Effective scheduling of tasks and workflows are of high importance in various cloud computing environments, and especially in inter-cloud, which consists of numerous virtual resources in multiple clouds. Scheduling is able to reduce energy consumption by effective resource management while meeting deadlines and preventing SLAVs.

This paper focuses on the scheduling schemes provided to deal with various challenging issues in the inter-cloud environment. It first presents the background knowledge and basic concerns regarding the multi-cloud environment and scheduling of the tasks and workflows. Then, it classifies the investigated scheduling approaches based on the environments which are designed for. Also, each category is further categorized into task and workflow scheduling schemes. Besides, a skeptical review of the inter-cloud scheduling schemes is provided and their main pros and cons are illuminated. Then, these schemes are compared to highlight their applied datasets, evaluation factors, and simulators.
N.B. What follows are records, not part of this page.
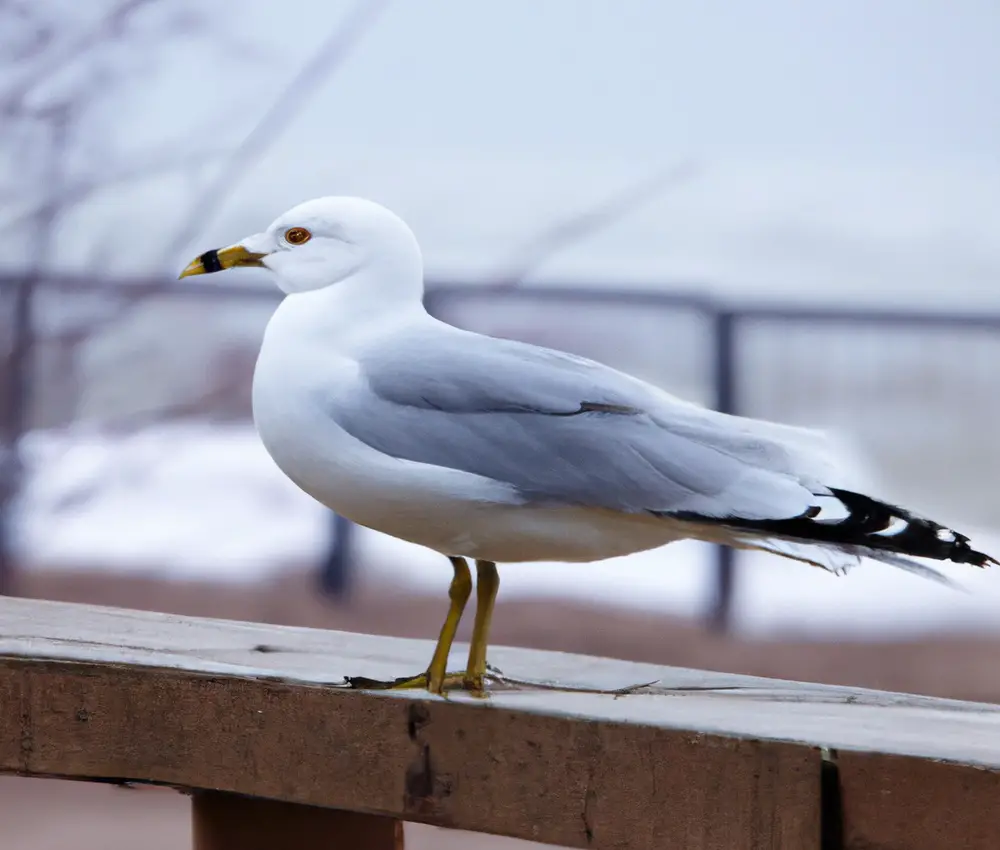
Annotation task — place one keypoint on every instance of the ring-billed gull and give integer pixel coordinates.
(496, 450)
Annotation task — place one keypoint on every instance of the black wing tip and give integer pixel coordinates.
(864, 528)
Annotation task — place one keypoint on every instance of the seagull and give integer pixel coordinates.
(498, 451)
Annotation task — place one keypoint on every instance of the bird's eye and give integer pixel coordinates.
(297, 235)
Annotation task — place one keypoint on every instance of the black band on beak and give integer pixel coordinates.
(210, 261)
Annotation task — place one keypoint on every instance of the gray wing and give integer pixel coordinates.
(560, 429)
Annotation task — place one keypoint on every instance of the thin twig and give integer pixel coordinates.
(327, 59)
(580, 226)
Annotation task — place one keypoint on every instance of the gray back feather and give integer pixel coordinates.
(558, 428)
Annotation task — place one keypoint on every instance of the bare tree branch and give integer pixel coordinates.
(578, 227)
(77, 191)
(332, 53)
(111, 25)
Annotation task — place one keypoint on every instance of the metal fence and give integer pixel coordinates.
(916, 393)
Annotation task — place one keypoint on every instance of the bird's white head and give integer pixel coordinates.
(324, 242)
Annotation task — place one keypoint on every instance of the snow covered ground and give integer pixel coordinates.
(200, 501)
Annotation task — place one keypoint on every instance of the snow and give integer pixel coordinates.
(201, 501)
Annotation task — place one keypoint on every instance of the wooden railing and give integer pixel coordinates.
(254, 722)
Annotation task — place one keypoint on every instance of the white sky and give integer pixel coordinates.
(849, 149)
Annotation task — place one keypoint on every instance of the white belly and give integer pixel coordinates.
(450, 511)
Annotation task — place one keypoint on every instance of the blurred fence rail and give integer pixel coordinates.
(915, 393)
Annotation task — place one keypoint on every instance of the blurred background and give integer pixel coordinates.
(780, 209)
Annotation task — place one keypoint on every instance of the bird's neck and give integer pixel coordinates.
(348, 308)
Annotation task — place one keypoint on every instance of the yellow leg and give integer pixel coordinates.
(436, 676)
(458, 594)
(487, 585)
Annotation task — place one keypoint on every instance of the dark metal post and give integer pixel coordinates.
(721, 612)
(335, 573)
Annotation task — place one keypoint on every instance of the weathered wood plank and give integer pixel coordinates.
(718, 703)
(88, 692)
(900, 803)
(232, 822)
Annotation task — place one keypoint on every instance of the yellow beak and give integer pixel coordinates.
(226, 258)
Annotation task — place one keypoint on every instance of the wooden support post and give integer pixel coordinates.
(233, 822)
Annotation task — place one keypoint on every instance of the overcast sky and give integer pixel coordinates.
(850, 144)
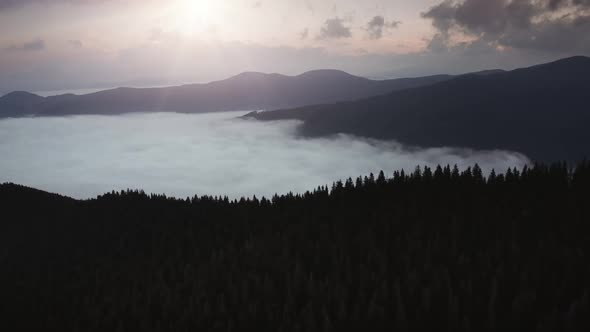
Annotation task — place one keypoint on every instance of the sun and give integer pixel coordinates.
(193, 16)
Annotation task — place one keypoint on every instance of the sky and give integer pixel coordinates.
(82, 44)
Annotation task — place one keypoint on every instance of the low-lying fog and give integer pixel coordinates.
(214, 154)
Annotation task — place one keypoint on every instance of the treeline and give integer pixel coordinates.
(430, 250)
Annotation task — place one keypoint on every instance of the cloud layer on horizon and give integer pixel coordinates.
(208, 154)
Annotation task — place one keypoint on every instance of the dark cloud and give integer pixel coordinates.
(334, 28)
(377, 25)
(32, 46)
(544, 25)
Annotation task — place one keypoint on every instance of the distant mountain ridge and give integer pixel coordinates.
(542, 111)
(246, 91)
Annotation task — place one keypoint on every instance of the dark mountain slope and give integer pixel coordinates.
(242, 92)
(435, 250)
(19, 103)
(542, 111)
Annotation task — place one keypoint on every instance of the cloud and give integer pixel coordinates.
(304, 34)
(377, 25)
(542, 25)
(32, 46)
(75, 43)
(15, 4)
(334, 28)
(213, 154)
Regarding heavy reliance on the inter-cloud schemes on the underlying network infrastructure, the reliability of data links should be investigated from two distinct aspects: first, the data links may go down; second, their bandwidth may fluctuate. Both of these problems can be handled approximately with a prediction model for the applied data links in the inter-cloud environment. Moreover, to provide reliable scheduling in inter-cloud, the failure of VMs and their performance fluctuations should be taken into account. Again, by using prediction models, the performance variations in VMs can be considered in the real-time and deadline-sensitive scheduling problems. Security is another important open issue in the distributed and network-based solutions which must be considered in the scheduling of applications in the inter-clouds. For example, in heterogeneous environments, VMs with different security levels and prices can be considered. Also, several security levels can be considered for the tasks and their accessed data in repositories. Moreover, the existence of secure links with various options can be assumed. Furthermore, each cloud in the inter-cloud environment may benefit from different security policies which can be considered in the scheduling process. For example, some clouds may prohibit to access remote data repositories or prevent the applications and workflows from transferring their data to other clouds. Regarding the before mentioned issues, conducting secure scheduling in inter-cloud environments can be further investigated in the future. Also, problems such as selfish clouds which only incur load to the inter-cloud and do not cooperate with other clouds, and various kinds of DDoS attacks should be handled in the future. Load balancing is one of the conflicting objectives which should be considered in future studies and multi-objective scheduling approaches to trade-off customer’s objectives and cloud objectives, and inter-cloud objectives should be designed.